Sadly, we probably have to hope that more celebrities like Ashley Judd and Curt Schilling’s daughter receive more well-publicized abuse, and put pressure on Twitter to get their house in order.  Until Twitter cleans up their own house, we have user created tools like the block bots as the only thing that keeps Twitter from being utterly poisonous except to whichever faction of debaters can aggregate the loudest, angriest, and most shameless group of posters willing to go all out to destroy their opponents.  If nothing changes, the only way that this path can end is with Twitter being a nuclear wasteland of horribleness, as all reasonable people flee to places where they can debate the issues of the day without seeing necro porn (yes, the gorror porn did, in fact scar me for life).  If Twitter just lies back and waits for that to happen, then Twitter will die – and it will deserve to do so.

There are concerns with the block bots.  One key example is that block statistics probably factor into Twitter suspension and banishment decisions, and thus being included in someone’s block bot can put your account into a more frail space without you realizing it.  Also, the block bots aren’t integrated into the service, which means that they’re hard to find for the harassed and hard to understand and get off of for people who feel wrongfully placed on them.  Twitter should be putting in better tools for filtering and blocking in themselves.   Until then, though, people who have been put through the ringer on these blockers have only these simple tools.
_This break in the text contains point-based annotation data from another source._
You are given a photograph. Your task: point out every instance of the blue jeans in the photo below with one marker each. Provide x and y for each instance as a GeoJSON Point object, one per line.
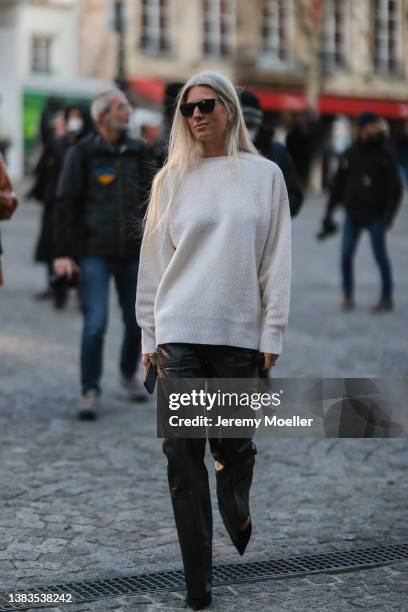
{"type": "Point", "coordinates": [95, 276]}
{"type": "Point", "coordinates": [351, 234]}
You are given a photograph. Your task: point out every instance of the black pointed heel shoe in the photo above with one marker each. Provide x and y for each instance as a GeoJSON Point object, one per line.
{"type": "Point", "coordinates": [198, 603]}
{"type": "Point", "coordinates": [243, 538]}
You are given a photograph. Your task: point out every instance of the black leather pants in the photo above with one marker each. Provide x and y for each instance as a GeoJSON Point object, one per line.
{"type": "Point", "coordinates": [187, 473]}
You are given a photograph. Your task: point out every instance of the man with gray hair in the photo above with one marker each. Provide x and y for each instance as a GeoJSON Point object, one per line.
{"type": "Point", "coordinates": [101, 201]}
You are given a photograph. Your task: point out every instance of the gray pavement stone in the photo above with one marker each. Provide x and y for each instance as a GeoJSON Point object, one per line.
{"type": "Point", "coordinates": [83, 501]}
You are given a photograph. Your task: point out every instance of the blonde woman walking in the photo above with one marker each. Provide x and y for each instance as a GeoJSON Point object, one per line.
{"type": "Point", "coordinates": [212, 298]}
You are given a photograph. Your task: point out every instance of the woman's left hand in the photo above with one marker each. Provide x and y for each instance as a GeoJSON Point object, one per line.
{"type": "Point", "coordinates": [270, 359]}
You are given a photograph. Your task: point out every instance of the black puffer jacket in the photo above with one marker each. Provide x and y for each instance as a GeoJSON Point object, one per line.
{"type": "Point", "coordinates": [102, 197]}
{"type": "Point", "coordinates": [367, 183]}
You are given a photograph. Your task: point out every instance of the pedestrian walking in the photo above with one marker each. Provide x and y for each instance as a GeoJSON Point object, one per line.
{"type": "Point", "coordinates": [101, 200]}
{"type": "Point", "coordinates": [213, 296]}
{"type": "Point", "coordinates": [368, 184]}
{"type": "Point", "coordinates": [271, 148]}
{"type": "Point", "coordinates": [8, 203]}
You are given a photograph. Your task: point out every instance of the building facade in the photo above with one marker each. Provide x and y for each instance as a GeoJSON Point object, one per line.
{"type": "Point", "coordinates": [39, 57]}
{"type": "Point", "coordinates": [330, 54]}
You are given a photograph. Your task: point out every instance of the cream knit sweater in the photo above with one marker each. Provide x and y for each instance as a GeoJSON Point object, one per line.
{"type": "Point", "coordinates": [218, 272]}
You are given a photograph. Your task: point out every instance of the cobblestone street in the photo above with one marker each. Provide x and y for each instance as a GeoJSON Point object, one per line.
{"type": "Point", "coordinates": [86, 500]}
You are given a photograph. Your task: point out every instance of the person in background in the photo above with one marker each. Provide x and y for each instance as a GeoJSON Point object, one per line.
{"type": "Point", "coordinates": [53, 108]}
{"type": "Point", "coordinates": [101, 201]}
{"type": "Point", "coordinates": [401, 146]}
{"type": "Point", "coordinates": [368, 184]}
{"type": "Point", "coordinates": [69, 127]}
{"type": "Point", "coordinates": [271, 149]}
{"type": "Point", "coordinates": [169, 104]}
{"type": "Point", "coordinates": [8, 203]}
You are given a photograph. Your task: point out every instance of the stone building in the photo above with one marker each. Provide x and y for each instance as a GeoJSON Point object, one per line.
{"type": "Point", "coordinates": [336, 55]}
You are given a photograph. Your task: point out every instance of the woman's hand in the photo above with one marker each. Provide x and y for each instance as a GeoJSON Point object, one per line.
{"type": "Point", "coordinates": [146, 357]}
{"type": "Point", "coordinates": [270, 359]}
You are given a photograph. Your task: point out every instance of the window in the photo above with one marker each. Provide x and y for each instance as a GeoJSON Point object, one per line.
{"type": "Point", "coordinates": [334, 34]}
{"type": "Point", "coordinates": [41, 51]}
{"type": "Point", "coordinates": [219, 20]}
{"type": "Point", "coordinates": [387, 36]}
{"type": "Point", "coordinates": [276, 25]}
{"type": "Point", "coordinates": [155, 26]}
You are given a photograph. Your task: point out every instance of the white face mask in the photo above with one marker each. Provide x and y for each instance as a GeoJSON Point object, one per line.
{"type": "Point", "coordinates": [252, 133]}
{"type": "Point", "coordinates": [75, 124]}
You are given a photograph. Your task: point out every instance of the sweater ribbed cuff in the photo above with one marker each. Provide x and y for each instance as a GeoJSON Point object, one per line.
{"type": "Point", "coordinates": [148, 341]}
{"type": "Point", "coordinates": [271, 342]}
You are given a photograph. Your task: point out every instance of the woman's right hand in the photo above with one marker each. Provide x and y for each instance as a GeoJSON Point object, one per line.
{"type": "Point", "coordinates": [146, 358]}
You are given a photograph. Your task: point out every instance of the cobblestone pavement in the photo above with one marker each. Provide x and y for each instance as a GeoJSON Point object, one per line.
{"type": "Point", "coordinates": [87, 500]}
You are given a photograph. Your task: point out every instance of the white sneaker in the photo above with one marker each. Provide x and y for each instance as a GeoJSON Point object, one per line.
{"type": "Point", "coordinates": [89, 405]}
{"type": "Point", "coordinates": [134, 389]}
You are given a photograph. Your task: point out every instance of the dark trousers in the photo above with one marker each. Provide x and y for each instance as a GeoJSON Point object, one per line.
{"type": "Point", "coordinates": [187, 473]}
{"type": "Point", "coordinates": [96, 273]}
{"type": "Point", "coordinates": [351, 234]}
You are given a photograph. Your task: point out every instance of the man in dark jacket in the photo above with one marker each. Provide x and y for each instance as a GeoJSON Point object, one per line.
{"type": "Point", "coordinates": [368, 184]}
{"type": "Point", "coordinates": [101, 201]}
{"type": "Point", "coordinates": [271, 149]}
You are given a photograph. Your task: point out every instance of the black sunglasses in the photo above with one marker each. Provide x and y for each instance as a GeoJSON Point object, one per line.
{"type": "Point", "coordinates": [205, 106]}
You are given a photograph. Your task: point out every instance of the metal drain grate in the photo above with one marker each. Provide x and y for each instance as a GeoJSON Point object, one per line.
{"type": "Point", "coordinates": [334, 562]}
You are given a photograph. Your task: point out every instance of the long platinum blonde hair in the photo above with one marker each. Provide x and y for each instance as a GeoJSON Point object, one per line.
{"type": "Point", "coordinates": [184, 151]}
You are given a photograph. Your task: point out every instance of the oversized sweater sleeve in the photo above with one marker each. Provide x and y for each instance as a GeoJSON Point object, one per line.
{"type": "Point", "coordinates": [275, 270]}
{"type": "Point", "coordinates": [156, 252]}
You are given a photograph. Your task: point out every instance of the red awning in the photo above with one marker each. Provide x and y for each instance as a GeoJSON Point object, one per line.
{"type": "Point", "coordinates": [276, 100]}
{"type": "Point", "coordinates": [295, 101]}
{"type": "Point", "coordinates": [393, 109]}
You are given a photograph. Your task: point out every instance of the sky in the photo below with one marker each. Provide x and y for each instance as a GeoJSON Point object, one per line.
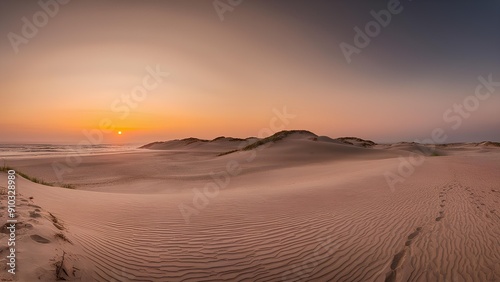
{"type": "Point", "coordinates": [159, 70]}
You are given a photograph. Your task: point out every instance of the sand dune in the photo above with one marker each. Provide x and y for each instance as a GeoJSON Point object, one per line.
{"type": "Point", "coordinates": [298, 209]}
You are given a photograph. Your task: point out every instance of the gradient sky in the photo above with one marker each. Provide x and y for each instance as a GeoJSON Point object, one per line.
{"type": "Point", "coordinates": [226, 77]}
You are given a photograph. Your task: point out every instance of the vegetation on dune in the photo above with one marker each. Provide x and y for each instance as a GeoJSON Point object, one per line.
{"type": "Point", "coordinates": [364, 143]}
{"type": "Point", "coordinates": [274, 138]}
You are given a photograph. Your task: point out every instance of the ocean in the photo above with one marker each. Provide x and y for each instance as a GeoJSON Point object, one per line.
{"type": "Point", "coordinates": [30, 150]}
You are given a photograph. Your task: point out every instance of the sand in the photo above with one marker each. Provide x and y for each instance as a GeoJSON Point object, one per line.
{"type": "Point", "coordinates": [298, 210]}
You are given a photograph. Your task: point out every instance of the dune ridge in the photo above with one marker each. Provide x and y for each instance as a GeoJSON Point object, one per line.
{"type": "Point", "coordinates": [299, 210]}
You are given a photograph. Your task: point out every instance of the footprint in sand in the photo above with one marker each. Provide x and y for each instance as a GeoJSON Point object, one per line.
{"type": "Point", "coordinates": [39, 239]}
{"type": "Point", "coordinates": [412, 236]}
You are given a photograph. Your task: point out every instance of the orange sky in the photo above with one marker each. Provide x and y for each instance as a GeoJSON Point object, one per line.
{"type": "Point", "coordinates": [225, 78]}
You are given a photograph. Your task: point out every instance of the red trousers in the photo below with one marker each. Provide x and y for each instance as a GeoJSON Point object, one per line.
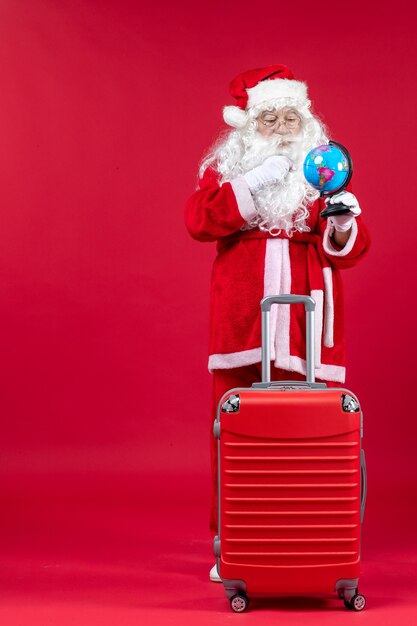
{"type": "Point", "coordinates": [226, 379]}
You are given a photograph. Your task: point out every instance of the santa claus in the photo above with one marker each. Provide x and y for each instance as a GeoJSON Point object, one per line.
{"type": "Point", "coordinates": [254, 201]}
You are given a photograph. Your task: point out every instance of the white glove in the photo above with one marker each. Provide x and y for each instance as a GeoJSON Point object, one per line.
{"type": "Point", "coordinates": [273, 170]}
{"type": "Point", "coordinates": [343, 222]}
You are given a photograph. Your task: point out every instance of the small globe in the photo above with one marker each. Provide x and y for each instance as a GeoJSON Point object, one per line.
{"type": "Point", "coordinates": [328, 168]}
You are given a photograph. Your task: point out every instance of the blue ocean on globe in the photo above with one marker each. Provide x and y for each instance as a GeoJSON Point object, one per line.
{"type": "Point", "coordinates": [326, 168]}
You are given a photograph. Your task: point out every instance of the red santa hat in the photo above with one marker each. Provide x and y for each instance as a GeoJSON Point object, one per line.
{"type": "Point", "coordinates": [272, 84]}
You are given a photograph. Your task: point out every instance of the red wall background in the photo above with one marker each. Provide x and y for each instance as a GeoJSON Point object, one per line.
{"type": "Point", "coordinates": [105, 110]}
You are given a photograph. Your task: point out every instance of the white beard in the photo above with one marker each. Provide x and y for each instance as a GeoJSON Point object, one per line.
{"type": "Point", "coordinates": [280, 206]}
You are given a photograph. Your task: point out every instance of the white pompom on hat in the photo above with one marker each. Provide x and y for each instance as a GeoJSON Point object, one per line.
{"type": "Point", "coordinates": [263, 85]}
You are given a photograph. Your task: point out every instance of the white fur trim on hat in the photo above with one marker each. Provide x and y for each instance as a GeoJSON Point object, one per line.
{"type": "Point", "coordinates": [234, 116]}
{"type": "Point", "coordinates": [279, 88]}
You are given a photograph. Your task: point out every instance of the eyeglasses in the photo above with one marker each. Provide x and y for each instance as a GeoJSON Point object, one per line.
{"type": "Point", "coordinates": [290, 121]}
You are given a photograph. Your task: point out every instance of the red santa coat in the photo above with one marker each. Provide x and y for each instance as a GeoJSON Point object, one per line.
{"type": "Point", "coordinates": [253, 264]}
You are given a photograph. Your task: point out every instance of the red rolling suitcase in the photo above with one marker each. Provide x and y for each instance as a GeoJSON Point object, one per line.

Whether or not Mark Kern has more noble goals in mind, it is a lie that these tools somehow inhibit his right to free speech.  Whether or not Mark Kern has more noble goals in mind,  opposition to the block bot really is, at it’s core, demanding that harassment victims sit there and take what’s coming to them.

That may not be what Kern is consciously trying for, but it certainly is what the trolls want.  Combine that with their insistence that victims also not talk about or report their harassment, and the agenda becomes very clear.  The opposition to the block bots is this virulent for one simple reason: they are very effective at what the harassed want them to do: stopping incoming dogpiling and abuse.